My Facebook friend Mark Watson recently conducted a series of informal interviews with a number of Tarot Creators, including Ciro Marchetti... and myself. He asked us all the same questions, and ran the final interviews in a tarot group on Facebook over the period of a week. Here's my contribution to the exercise:
1) Do you believe that deck designers must know how to read tarot in order to create a working tarot deck?
Yes. Full stop.
The only exception would be if the artist was working with someone like Barbara Moore, a collaborator who could provide the needed knowledge and background and the overall guidance. Understand that knowing the rules does not necessarily equate with slavishly sticking to them. But as better people than I am have often noted, you have to know the rules in order to know how to break them effectively. And it needs to be added that the reverse is also true. I know of several train-wreck tarot decks made by folks with tarot knowledge but no art or design experience. Unless you’re making a deck just for your own use, you need both.

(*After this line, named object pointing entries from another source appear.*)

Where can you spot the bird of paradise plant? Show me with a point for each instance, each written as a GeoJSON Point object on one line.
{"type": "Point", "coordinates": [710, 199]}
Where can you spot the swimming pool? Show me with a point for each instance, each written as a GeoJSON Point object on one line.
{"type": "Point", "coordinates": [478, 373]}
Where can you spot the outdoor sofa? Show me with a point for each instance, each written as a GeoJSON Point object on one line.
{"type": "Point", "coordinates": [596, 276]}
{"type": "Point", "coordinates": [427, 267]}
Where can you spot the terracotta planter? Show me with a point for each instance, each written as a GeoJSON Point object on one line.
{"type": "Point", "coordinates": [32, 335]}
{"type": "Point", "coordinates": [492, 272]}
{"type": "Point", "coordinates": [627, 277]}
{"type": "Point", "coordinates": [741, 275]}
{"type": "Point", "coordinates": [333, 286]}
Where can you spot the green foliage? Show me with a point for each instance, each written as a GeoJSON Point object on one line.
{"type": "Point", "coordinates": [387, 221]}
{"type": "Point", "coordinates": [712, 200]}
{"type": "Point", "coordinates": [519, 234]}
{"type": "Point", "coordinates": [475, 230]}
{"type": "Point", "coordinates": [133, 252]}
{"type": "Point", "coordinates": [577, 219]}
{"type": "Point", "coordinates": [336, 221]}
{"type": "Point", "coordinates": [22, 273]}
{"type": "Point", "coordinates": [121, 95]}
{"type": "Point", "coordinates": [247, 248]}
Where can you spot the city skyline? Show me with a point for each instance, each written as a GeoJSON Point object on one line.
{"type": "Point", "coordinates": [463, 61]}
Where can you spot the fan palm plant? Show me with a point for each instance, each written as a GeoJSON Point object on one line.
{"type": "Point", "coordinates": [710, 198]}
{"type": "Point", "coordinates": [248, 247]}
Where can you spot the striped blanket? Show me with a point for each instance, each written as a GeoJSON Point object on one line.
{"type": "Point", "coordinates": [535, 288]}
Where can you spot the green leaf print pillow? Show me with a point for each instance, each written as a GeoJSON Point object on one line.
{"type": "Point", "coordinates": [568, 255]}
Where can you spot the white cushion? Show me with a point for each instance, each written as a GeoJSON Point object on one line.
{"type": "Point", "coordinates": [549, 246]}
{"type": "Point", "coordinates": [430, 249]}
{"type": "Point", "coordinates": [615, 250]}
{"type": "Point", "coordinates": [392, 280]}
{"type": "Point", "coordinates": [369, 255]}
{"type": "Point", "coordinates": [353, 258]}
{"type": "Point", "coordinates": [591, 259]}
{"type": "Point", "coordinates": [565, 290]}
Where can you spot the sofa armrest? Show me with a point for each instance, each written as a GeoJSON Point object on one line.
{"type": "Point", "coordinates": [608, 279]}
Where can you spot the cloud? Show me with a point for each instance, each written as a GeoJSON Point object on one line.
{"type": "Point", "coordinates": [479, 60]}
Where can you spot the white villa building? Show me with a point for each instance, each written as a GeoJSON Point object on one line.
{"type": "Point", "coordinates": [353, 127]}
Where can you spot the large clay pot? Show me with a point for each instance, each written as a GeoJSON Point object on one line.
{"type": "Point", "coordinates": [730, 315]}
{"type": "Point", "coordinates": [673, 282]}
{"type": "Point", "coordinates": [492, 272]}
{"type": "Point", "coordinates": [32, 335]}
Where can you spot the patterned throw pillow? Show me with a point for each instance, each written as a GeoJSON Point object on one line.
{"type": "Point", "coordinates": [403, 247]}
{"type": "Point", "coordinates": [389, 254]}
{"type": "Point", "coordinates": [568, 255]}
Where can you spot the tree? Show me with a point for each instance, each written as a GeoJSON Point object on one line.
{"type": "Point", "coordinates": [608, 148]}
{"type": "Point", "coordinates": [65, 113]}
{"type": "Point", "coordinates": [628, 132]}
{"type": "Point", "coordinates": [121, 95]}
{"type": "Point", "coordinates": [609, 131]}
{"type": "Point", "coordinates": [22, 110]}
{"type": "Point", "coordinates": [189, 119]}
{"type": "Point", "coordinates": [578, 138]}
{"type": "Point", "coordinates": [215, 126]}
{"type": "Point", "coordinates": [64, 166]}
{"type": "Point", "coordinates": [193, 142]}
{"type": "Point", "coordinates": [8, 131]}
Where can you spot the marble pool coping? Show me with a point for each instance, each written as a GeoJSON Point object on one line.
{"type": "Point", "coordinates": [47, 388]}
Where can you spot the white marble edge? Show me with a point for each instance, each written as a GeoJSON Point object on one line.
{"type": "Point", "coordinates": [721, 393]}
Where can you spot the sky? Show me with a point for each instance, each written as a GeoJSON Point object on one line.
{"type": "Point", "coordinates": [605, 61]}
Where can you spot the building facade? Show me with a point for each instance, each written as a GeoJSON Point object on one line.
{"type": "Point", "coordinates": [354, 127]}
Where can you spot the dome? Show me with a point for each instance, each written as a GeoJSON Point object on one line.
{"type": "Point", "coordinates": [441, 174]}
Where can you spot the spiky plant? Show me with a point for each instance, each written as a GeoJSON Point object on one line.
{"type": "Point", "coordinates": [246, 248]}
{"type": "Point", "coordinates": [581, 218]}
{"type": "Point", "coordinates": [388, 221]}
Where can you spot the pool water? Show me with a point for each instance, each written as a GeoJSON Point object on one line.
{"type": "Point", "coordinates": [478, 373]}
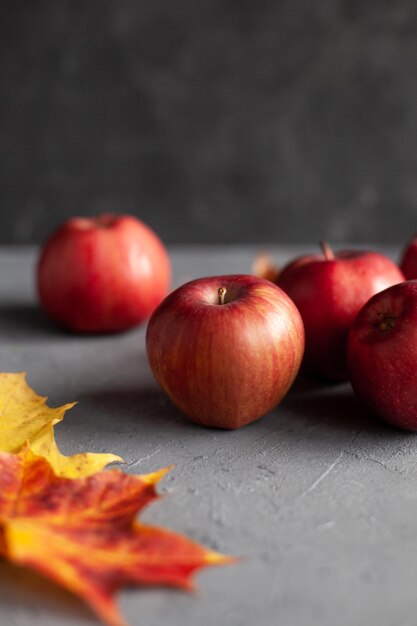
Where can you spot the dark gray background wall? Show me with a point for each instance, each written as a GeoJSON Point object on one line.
{"type": "Point", "coordinates": [215, 121]}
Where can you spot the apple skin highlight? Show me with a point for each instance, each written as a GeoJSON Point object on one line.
{"type": "Point", "coordinates": [226, 364]}
{"type": "Point", "coordinates": [382, 355]}
{"type": "Point", "coordinates": [329, 290]}
{"type": "Point", "coordinates": [104, 274]}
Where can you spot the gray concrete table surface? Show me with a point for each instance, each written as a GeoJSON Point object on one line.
{"type": "Point", "coordinates": [319, 499]}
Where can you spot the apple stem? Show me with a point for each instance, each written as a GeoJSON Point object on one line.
{"type": "Point", "coordinates": [327, 250]}
{"type": "Point", "coordinates": [221, 293]}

2) There appears to be an increasing number of independent artists producing tarot decks these days, as evidenced from the number of decks on Kickstarter and Indegogo at any one time. What would be your advice to artists hoping to break into the tarot deck production scene?
First, be very certain of your motivations and know why it is you’re embarking on this path. Be realistic about what you expect out of it. Second, never stop researching. Never stop studying. Never stop looking at other people’s work. Know what’s in the market. Third, if you aren’t certain that you’re going to **LOVE** the Process, with a capital P that rhymes with T, stop right there. It takes, CONSERVATIVELY, six months to a year — and longer — of steady work to create a tarot deck. Being realistic about your expectations of the finished project, if you aren’t absolutely certain that you will LOVE the Process, you’re not going to create anything that will benefit or interest anyone.
3) The tarot scene, while growing exponentially in recent years, is still a niche market. Why then spend your time and energy on that market rather than something more lucrative?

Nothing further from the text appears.